Unfortunately, often the only pieces of data that are received for analysis are the purchase price, net daily production and, if you are lucky, proved reserves. While anything beyond the DCF model is at best used to frame the valuation of oil and gas properties, as a decent rule of thumb, many oil and gas professionals multiply a property’s net daily production rate by a dollar per barrel of oil or dollar per thousand cubic feet of gas. The looming question then is what dollar amount per barrel or thousand cubic feet should be used to multiply by the net daily production rate to achieve this implied market value?

That question can be answered with a statistical analysis tool known as the R/P valuation formula (R/P tool). The R/P tool uses a property’s “proved R/P” (total proved reserves divided by annualized current net daily production) to determine the appropriate multiple rate and, thereby, the approximate market value or potential sale price.

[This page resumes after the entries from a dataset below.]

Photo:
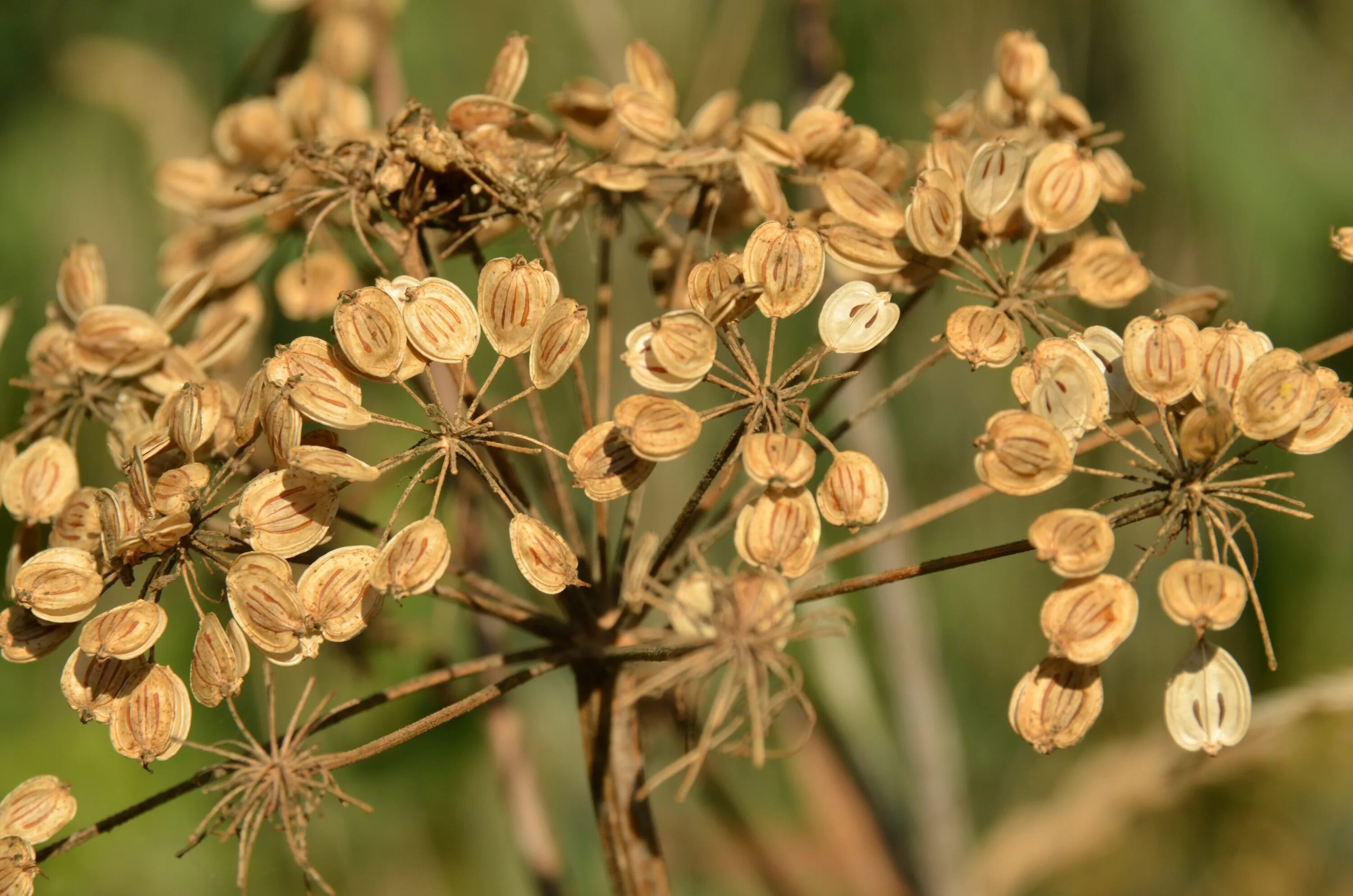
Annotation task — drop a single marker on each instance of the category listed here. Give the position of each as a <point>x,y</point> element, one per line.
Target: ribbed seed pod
<point>125,631</point>
<point>1207,702</point>
<point>1073,543</point>
<point>1056,703</point>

Equipped with the R/P tool, an evaluator is able to compare transactions despite the absence of many important variables, including trailing-12-month cash flow, total proved PV-10 value or even the location of the properties. The only requisite inputs for the R/P tool are the current net daily production rate and the risk-adjusted total proved reserves.

How it works

For its quarterly M&A transaction report provided to industry professionals, E-Spectrum Advisors splits the transactions between majority-oil and majority-gas and then plots each transaction, with proved R/P as the x-axis (independent variable) and dollar per net daily unit of production as the y-axis (dependent variable). ESA then calculates a trend-line formula and the corresponding coefficient of determination, a measure of statistical correlation that ranges from zero (no fit) to one (a perfect fit). In each chart, the point size is proportionate to the total price. Transaction points for the last quarter are in red (to show the most recent trend) while all other points are blue.

Reviewing the past 12 months of oil-weighted transactions, it is clear that buyers are paying for undeveloped reserves. However, regarding gas-weighted transactions, buyers are not paying as much for undeveloped reserves, likely because the rates of return are low for gas proved undeveloped reserves (PUDs). The evidence for this is found in the very flat trend line shown in the gas-weighted chart.

While the R/P valuation tool is only an approximate measure of value and does not replace tried-and-true reserves analysis, with some simple math, anyone can quickly estimate the market value of a producing property, whether it is $10 million or $1 billion.

Some quick tips regarding use:

1) Take care when estimating risk-adjusted proved reserves. The number is subjective and publicly announced deals may or may not quote the buyer’s estimate of risk-adjusted reserves.

2) Separate majority-oil transactions from majority-gas transactions rather than trying to estimate value on a barrel of oil equivalent basis.

3) Remove transactions that have unique characteristics that cause them to fall well off the regression line, such as a transaction with significant value attributable to possible and probable reserve categories.

Where will your properties fall on the regression line? It depends on many factors, but generally properties with significant probable and possible reserves or significant undeveloped acreage in addition to proved reserves will fall above the line, since those nonproved reserves often increase the buyer’s value for the properties but are not included in the proved R/P ratio.

Deals lacking nonproved upside or deals with a large amount of low internal rate of return PUD reserves are more likely to fall on or below the line. In addition to the amount of nonproved upside, other factors such as lifting costs, finding costs and differentials (basis, transportation and quality) can also affect a given property’s deviation from the trend line.